What Is the FHA Rehab Loan?


Homeowners who need to repair an older house, or potential homebuyers looking to purchase and renovate a run-down home may want to look into applying for an FHA rehab loan. These loans are designed to make homes in urban and/or low-income areas more attractive and more livable, and are ideal for individuals on a limited budget. Because and FHA rehab loan is meant to facilitate sustainable development, it cannot be used to construct an entirely new home.

What is the FHA Rehab Loan?

The Federal Housing Administration, part of the U.S. Department of Housing and Urban Development, created the 203k rehabilitation loan in 1978 as a way to improve urban development and provide low-income families with the means to renovate older homes in need of repair. The program also allows individuals to roll all purchase and remodeling costs into one loan, saving them time and money. Because loan lenders would typically consider these projects to be a high-risk investment, the government insures these loans, to encourage lenders to get involved with rehabilitation.

Community Rehabilitation

The FHA rehab loan program is actually the Department of Housing and Urban Development's main initiative dedicated to rehabilitating poor and disadvantaged urban communities. The FHA realizes that the individuals living in these communities, and those looking to move there, will have lower incomes and lower credit ratings than in more privileged communities, and therefore they have adjusted the FHA rehab loan terms and conditions to be more flexible and negotiable than a typical construction loan.

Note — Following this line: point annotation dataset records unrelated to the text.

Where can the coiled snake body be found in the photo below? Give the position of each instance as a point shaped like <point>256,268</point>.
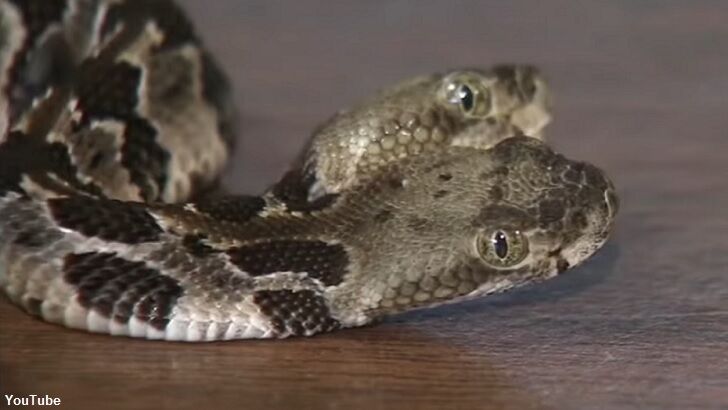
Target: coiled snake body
<point>114,117</point>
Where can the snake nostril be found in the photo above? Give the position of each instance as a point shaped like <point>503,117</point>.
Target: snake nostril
<point>612,201</point>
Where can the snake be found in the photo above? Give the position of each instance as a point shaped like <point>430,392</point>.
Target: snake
<point>117,123</point>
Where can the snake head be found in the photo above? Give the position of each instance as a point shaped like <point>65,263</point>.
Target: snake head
<point>463,107</point>
<point>472,222</point>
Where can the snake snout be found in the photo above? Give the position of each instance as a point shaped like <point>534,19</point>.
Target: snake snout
<point>591,219</point>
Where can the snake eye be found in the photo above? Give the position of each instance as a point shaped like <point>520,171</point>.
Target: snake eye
<point>471,97</point>
<point>503,248</point>
<point>465,94</point>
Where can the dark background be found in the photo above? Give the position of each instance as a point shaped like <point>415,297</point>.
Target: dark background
<point>641,89</point>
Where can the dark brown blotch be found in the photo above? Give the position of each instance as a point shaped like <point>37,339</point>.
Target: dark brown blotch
<point>440,193</point>
<point>119,288</point>
<point>111,220</point>
<point>323,261</point>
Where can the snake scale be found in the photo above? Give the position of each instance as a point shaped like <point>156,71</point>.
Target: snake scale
<point>115,119</point>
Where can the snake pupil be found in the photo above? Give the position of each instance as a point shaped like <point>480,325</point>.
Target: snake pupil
<point>500,244</point>
<point>466,97</point>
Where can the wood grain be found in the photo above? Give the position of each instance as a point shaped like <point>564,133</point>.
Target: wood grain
<point>640,90</point>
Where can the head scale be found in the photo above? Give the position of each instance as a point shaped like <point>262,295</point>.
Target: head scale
<point>466,107</point>
<point>475,222</point>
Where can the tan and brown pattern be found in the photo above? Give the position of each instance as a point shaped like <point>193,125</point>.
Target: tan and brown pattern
<point>434,190</point>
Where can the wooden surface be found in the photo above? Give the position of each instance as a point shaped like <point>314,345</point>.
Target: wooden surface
<point>641,90</point>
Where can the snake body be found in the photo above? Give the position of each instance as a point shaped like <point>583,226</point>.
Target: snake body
<point>115,119</point>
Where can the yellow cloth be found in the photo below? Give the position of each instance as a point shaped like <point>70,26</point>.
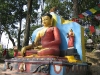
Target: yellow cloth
<point>72,59</point>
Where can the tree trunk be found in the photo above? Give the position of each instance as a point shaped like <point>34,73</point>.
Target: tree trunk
<point>75,8</point>
<point>19,33</point>
<point>27,27</point>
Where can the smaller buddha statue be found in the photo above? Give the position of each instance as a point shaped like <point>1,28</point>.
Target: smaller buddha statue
<point>71,37</point>
<point>47,40</point>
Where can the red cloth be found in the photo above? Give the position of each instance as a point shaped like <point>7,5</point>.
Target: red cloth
<point>92,29</point>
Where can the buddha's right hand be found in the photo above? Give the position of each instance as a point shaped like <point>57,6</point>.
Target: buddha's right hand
<point>23,50</point>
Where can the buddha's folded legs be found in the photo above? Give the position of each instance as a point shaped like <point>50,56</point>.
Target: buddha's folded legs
<point>48,51</point>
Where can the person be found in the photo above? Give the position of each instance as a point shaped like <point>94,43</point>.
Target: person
<point>47,39</point>
<point>98,45</point>
<point>89,43</point>
<point>70,35</point>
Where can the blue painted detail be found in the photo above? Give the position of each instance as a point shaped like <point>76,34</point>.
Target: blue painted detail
<point>64,29</point>
<point>52,71</point>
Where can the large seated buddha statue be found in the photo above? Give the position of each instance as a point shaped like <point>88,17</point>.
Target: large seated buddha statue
<point>47,39</point>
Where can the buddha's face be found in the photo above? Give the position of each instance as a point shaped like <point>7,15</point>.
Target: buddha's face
<point>46,21</point>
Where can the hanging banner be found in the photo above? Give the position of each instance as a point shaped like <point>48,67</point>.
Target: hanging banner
<point>90,11</point>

FHA Rehab Loan Required Applicant Information

Most of the application requirements for an FHA rehab loan are similar to those of any other loan. For instance, borrowers must submit to a credit check and employment verification, and they must meet the minimum requirements for individual lenders (which may vary by lending institution). However, the minimum requirements are often much lower than they are for traditional construction loans. Some lenders may approve FHA rehab loan applications for those with credit scores below 640, depending on the situation of the individual applicants.

Eligible Properties for the FHA Rehab Loan

While the FHA rehab loan comes with flexible terms for individual applicants, the fundamental requirements for eligible properties are fairly strict. The FHA rehab loan, for example, can only be applied to the renovation of existing properties that have been built for at least a year or more. The FHA rehab loan can also only be used to cover the renovation of a maximum of four units-in other words, it can be used to fix up an single family house, a duplex, or a condo or property that contains four individually occupied units. These properties are subject to an appraisal before the loan is approved.

Itemized Repairs

An FHA rehab loan allows borrowers to include the price of both purchase and repair in the overall loan amount. For example, if a family finds an affordable home, but discovers that it also needs a new kitchen, the loan amount would be calculated by adding the cost of the home with the estimated cost of repairs. FHA Rehab Loan applications require that all of these repairs be listed; in the case of the kitchen, this would mean obtaining a detailed price estimate from a certified contractor for everything from counter tops to permits.

Additional Provisions

The 203k loan program also builds in a contingency plan for the FHA rehab loan in case the cost of repairs exceed the estimate. For example, applicants can also request a 10-20% "contingency reserve" that can be allocated in the event that unexpected expenses arise. The percentage of the purchase price to be included in the loan can also be negotiated, as can the first several months of mortgage payments. This can be especially useful for people who must pay rent or mortgage to live elsewhere during the renovation process.

Rates and Interest

The interest rates on the FHA rehab loan are incredibly low compared to traditional loans. Additionally, borrowers are only required to put down 3.5% as a down payment. This percentage also includes the cost of repairs, so if a family buys a home worth $100,000 that also needs $20,000, the total value of the house-and the loan itself-would be $120,000. Therefore, the family would need to produce a down payment of at least $4,200, which is 3.5% of $120,000.